Visualization of the results

plot(rules.transactions, shading = "order",engine = "html")

## To reduce overplotting, jitter is added! Use jitter = 0 to prevent jitter.

plot(rules.transactions, method = "graph")

## Warning: Too many rules supplied. Only plotting the best 100 using
## 'lift' (change control parameter max if needed).

plot(rules.transactions, method = "matrix", engine = "html")

plot(rules.transactions, method="paracoord", control=list(reorder=TRUE))

plot(rules.transactions, method = "graph", limit = 20, engine = "html" )

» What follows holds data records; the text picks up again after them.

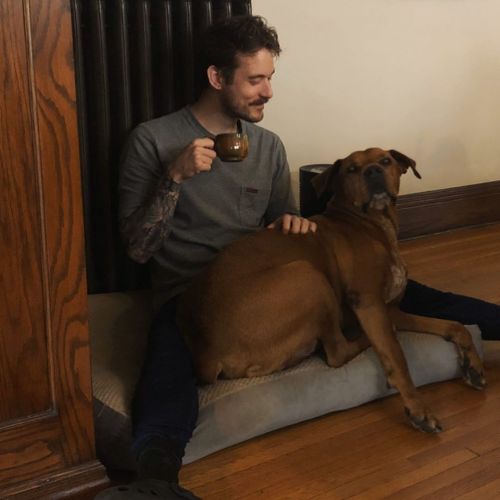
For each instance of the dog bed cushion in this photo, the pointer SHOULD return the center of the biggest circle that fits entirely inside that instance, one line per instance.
(232, 411)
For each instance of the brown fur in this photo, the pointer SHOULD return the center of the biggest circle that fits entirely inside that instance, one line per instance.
(269, 299)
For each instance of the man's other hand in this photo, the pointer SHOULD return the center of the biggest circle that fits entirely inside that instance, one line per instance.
(293, 224)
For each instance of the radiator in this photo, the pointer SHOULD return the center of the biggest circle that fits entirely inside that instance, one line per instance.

Equivalence Class Clustering and bottom-up Lattice Traversal (ECLAT) algorithm

The Eclat algortim finds frequent itemsets and provides measures for them. This algorithm was introduced to adress the weakness of the aforementioned Apriori algorithm. Due to the fact that at each stage it uses the recent generated dataset to learn frequent itemset is more effient than the Apriori which scans the original database repeatedly. What is more Eclat is faster since it gives less metrics, unlike Apriori it does not include the Lift and Confidence metrics.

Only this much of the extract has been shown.